Although the opportunity to use it seldom arises these days, there is a tool at the bottom of a disease lawyer’s toolbox which is still useful and effective, the Arnold limitation defence.
The Arnold defence accrues under the Limitation Act 1939. It arises out of a decision of the House of Lords in a mesothelioma claim, Arnold v Central Electricity Generating Board . The defence will only operate in certain (and now fairly rare) circumstances, but its continuing validity was confirmed by the House of Lords in McDonnell v Congregation of Christian Brothers Trustees  (an abuse case).
Arnold v Central Electricity Generating Board
In 1981 Mr Arnold was found to have mesothelioma.

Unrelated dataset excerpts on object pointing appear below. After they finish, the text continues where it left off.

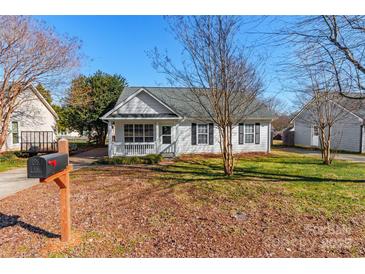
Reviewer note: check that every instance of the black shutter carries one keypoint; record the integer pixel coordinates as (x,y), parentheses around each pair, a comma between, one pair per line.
(257,133)
(211,134)
(193,134)
(240,134)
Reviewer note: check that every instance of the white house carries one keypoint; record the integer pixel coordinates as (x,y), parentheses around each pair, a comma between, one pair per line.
(347,134)
(32,124)
(148,120)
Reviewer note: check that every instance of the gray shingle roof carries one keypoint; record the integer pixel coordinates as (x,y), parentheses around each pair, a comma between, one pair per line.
(178,100)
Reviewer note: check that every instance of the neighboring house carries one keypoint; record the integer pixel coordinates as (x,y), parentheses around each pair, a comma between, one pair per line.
(160,120)
(347,134)
(32,124)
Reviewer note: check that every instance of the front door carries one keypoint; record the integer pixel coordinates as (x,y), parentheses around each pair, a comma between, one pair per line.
(166,139)
(315,136)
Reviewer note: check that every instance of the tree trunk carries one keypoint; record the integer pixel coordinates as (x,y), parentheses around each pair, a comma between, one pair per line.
(228,161)
(326,146)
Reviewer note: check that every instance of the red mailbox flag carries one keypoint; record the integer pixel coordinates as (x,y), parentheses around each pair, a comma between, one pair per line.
(52,163)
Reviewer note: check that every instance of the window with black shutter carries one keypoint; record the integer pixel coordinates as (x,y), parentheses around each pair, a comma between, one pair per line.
(211,134)
(257,133)
(193,134)
(240,134)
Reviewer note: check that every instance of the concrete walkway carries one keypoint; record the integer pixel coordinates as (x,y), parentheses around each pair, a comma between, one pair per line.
(357,158)
(15,180)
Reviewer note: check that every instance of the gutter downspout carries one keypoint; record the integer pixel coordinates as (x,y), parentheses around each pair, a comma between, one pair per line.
(361,138)
(110,140)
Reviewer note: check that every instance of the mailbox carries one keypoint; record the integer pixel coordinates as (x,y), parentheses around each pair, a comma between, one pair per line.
(47,165)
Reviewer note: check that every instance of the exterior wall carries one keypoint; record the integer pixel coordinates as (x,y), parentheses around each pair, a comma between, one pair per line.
(181,133)
(143,103)
(185,146)
(31,115)
(346,133)
(302,133)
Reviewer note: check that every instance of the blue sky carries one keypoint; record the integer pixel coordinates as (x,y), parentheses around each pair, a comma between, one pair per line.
(119,44)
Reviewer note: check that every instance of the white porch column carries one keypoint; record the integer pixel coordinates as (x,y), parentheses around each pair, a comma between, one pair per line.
(110,139)
(157,142)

He died in May 1982. In 1984 his widow brought claims under the Law Reform (Miscellaneous Provisions) Act 1934 and the Fatal Accidents Act 1976 alleging that the deceased’s mesothelioma was caused by his negligent occupational exposure to asbestos between 1938 and 1943.

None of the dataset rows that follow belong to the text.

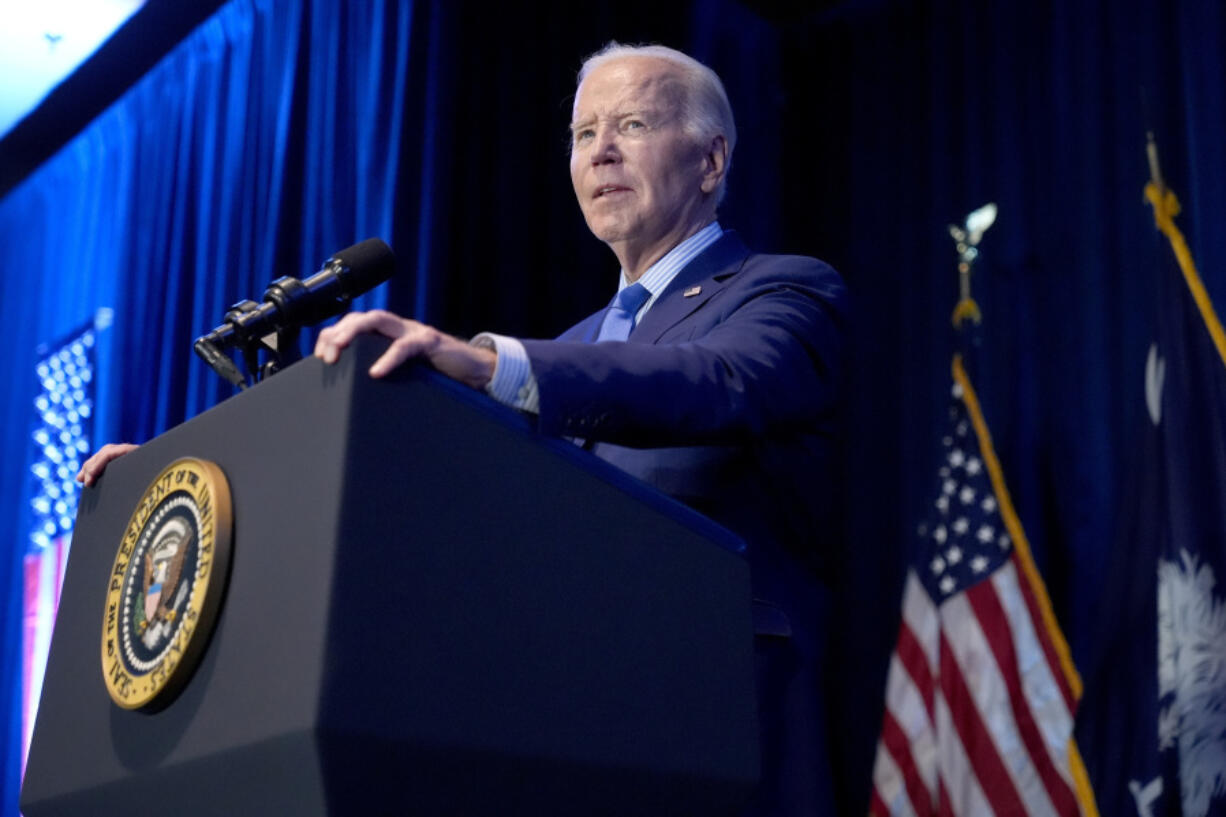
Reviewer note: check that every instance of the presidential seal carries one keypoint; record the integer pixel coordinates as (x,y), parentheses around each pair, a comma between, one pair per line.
(166,585)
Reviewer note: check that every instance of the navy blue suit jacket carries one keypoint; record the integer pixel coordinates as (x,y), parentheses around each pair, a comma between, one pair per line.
(725,396)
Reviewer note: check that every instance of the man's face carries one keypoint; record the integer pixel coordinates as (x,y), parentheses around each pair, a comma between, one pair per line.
(640,178)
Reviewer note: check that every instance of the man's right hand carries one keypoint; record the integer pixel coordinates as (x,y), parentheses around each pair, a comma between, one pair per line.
(93,467)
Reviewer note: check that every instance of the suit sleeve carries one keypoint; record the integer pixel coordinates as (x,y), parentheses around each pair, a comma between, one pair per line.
(760,356)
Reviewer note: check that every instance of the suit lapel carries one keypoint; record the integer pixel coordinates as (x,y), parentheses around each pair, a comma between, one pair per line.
(710,271)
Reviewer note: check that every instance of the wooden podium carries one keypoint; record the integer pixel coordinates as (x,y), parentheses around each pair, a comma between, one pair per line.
(430,610)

The Defendant pleaded a limitation defence under s.1 Public Authorities Protection Act 1893 and s.21 Limitation Act 1939 on the basis that the deceased had failed to bring a claim within 12 months of the date on which his cause of action accrued.
The House of Lords held that:
- In a mesothelioma claim, the cause of action accrued when respirable asbestos fibres were ingested.
- There is a presumption that a statute which affects substantive rights is not to be construed as having retrospective operation unless it is manifest that this was its intention. On the repeal of s.21 of the 1939 Act, the accrued right to plead a one year time bar had been expressly preserved by s.7 of the Law Reform (Limitation of Actions etc) Act 1954 in respect of actions accruing before 4 June 1954.
- The right to plead a time bar, which had accrued under the 1939 Act was also expressly preserved by s.1(4) Limitation Act 1963.
A disease lawyer/claims handler should be alert to the fact that where any new mesothelioma claim is notified where there is an allegation of culpable exposure ending before 4 June 1954, the defendant will be entitled to rely on Arnold and plead a limitation defence under the 1939 Act.